The notion of a “Christian Zionist” is not as artificial, but it is far more misleading. Virtually every report of the Cantor’s line says that he gave the speech in front of a “Christian Zionist” group, which is a patently inaccurate description.

The group is question is Christians United for Israel, which is chaired by John Hagee (he of the “Roman Catholic Church is a whore” fame). But these groups are not Zionists. They are anti-Zionists.

Zionism, at least as currently constituted, is the belief that there should be a Jewish state in Palestine. But so-called “Christian Zionists” do not take pro-Israel positions: they take pro-Likud positions. They oppose any handing back of territory to a Palestinian state, and thus prepare Israel to become a binational state due to demographic factors. As Cantor himself said, “We all know the real stumbling block to peace is posed by those who vehemently deny the nation of Israel’s historical right to the land of Zion.”

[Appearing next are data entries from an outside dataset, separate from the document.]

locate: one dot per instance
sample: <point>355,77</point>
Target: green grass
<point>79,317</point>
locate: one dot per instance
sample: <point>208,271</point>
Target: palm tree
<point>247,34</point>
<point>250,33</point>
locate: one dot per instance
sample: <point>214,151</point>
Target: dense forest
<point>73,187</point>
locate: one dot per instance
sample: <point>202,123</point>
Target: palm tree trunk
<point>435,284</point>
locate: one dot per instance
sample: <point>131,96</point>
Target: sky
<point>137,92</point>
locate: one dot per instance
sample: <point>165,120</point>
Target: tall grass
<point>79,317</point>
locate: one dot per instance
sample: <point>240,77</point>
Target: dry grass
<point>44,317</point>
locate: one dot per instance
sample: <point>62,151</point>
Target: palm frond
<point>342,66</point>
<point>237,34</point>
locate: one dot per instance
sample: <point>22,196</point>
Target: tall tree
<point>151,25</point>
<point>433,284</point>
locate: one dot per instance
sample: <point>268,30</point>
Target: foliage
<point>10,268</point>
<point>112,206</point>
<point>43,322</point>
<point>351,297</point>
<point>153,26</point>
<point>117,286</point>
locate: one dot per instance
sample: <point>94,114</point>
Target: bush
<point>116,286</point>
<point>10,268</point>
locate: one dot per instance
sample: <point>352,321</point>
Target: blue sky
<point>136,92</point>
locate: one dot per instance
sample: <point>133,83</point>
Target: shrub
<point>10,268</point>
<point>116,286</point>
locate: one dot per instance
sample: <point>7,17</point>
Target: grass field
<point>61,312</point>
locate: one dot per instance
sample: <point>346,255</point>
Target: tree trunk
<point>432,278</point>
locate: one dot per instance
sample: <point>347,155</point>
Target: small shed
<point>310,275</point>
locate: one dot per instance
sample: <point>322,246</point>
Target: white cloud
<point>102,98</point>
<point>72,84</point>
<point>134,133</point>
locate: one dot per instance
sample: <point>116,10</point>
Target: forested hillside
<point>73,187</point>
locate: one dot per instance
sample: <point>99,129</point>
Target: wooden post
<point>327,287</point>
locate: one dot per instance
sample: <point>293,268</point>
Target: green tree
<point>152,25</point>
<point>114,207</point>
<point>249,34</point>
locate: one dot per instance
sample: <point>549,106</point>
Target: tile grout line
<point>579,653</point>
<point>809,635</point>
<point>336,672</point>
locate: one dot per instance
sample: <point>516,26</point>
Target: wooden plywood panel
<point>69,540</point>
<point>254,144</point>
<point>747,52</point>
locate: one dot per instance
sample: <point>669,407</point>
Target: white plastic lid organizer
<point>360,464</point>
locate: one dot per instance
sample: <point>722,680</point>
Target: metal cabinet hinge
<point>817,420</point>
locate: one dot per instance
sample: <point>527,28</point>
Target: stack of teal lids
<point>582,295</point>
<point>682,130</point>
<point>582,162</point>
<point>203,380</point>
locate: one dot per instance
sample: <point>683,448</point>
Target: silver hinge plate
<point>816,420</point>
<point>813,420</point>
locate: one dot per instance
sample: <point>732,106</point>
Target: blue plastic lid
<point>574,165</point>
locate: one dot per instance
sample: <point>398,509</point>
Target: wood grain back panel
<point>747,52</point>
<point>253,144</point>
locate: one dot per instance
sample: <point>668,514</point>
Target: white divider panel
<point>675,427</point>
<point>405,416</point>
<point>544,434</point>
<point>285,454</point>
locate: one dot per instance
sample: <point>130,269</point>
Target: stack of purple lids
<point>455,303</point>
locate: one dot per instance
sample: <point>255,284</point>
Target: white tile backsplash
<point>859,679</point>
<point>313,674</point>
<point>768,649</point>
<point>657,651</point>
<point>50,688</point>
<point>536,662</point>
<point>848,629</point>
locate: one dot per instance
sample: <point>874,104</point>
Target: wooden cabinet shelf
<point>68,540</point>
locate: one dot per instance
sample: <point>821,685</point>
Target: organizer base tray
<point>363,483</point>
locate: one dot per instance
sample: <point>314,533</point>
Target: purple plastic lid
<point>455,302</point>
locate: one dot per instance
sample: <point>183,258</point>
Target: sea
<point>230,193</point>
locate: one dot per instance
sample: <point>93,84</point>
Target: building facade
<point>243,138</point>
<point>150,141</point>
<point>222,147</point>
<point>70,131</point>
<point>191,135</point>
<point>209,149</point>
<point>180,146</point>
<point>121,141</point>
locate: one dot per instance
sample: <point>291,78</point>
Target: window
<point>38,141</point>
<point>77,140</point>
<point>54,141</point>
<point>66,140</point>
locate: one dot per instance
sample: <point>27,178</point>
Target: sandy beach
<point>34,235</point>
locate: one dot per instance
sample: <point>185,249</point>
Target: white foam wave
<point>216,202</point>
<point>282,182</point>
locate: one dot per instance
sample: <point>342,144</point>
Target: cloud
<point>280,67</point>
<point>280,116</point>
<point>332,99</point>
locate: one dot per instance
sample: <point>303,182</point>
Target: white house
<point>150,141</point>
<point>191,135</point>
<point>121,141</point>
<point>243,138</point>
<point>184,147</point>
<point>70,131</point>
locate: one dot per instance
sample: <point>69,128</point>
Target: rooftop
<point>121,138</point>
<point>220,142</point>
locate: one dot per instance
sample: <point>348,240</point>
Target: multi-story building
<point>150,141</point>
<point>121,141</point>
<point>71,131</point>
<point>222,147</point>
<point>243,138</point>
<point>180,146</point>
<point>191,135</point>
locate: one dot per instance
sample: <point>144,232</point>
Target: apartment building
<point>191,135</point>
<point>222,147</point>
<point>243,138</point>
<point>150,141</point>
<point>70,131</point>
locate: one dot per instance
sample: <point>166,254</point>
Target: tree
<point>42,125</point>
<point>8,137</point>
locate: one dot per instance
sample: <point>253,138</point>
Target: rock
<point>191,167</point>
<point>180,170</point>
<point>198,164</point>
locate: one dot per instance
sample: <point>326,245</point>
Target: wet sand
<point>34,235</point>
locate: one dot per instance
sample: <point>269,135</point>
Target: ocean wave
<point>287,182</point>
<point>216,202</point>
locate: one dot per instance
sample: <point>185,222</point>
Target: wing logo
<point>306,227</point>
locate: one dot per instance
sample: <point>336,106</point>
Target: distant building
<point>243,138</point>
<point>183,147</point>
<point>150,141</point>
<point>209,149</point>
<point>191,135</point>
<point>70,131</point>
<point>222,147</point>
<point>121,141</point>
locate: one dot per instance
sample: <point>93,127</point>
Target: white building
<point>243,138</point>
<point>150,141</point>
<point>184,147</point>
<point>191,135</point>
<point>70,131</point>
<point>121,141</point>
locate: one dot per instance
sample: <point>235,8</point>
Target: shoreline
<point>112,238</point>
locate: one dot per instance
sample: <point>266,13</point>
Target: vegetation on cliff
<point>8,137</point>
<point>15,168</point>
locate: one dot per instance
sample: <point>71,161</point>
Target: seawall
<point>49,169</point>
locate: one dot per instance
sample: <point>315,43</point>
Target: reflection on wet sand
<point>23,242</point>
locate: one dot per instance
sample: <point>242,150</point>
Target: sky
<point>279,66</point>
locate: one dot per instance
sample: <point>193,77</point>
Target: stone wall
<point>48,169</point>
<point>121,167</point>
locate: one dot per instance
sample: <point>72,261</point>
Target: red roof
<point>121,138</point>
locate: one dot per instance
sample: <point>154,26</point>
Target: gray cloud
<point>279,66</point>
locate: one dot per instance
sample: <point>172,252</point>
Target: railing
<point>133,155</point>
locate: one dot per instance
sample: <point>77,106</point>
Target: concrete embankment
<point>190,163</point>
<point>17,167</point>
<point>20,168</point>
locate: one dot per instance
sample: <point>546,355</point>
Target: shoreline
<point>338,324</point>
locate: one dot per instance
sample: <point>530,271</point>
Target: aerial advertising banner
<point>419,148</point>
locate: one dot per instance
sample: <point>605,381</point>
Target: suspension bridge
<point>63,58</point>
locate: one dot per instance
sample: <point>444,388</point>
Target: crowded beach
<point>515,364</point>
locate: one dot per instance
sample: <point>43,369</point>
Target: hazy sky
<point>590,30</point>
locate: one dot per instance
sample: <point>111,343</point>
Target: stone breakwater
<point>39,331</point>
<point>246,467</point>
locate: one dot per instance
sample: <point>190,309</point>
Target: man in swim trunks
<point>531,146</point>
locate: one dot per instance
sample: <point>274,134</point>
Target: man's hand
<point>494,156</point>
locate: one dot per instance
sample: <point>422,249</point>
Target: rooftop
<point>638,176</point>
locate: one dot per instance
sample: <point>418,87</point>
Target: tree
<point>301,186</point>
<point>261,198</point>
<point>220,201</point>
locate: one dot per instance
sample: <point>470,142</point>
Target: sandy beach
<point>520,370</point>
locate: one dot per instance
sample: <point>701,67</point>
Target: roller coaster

The Likud and their Christian allies have somehow persuaded the world that their position is “pro-Israel,” an assertion that groups like J Street and others are currently fighting. But the problem is that J Street does not go far enough. The Likud is objectively anti-Zionist. Continuing settlement of the West Bank is demographic madness: it ensures that Israel will become a majority Arab country within a few years (not to mention the fact that 25% of Israeli schoolchildren inside the Green Line are Arabs, and another 25% are Haredi, creating a future majority unwilling to defend Zionism.).

Israel has long teetered between three goals: 1) being a Jewish state; 2) being a democracy; and 3) keeping the territories. You can have two out of three, but not all three of them. Since so-called Christian Zionists and their right-wing allies have never hinted that they want Israeli democracy to end, and since they insist on keeping the territories, the only logical conclusion is that they want to end Israel’s status as a Jewish state. That, ladies and gentlemen, is anti-Zionism. And it should be called that.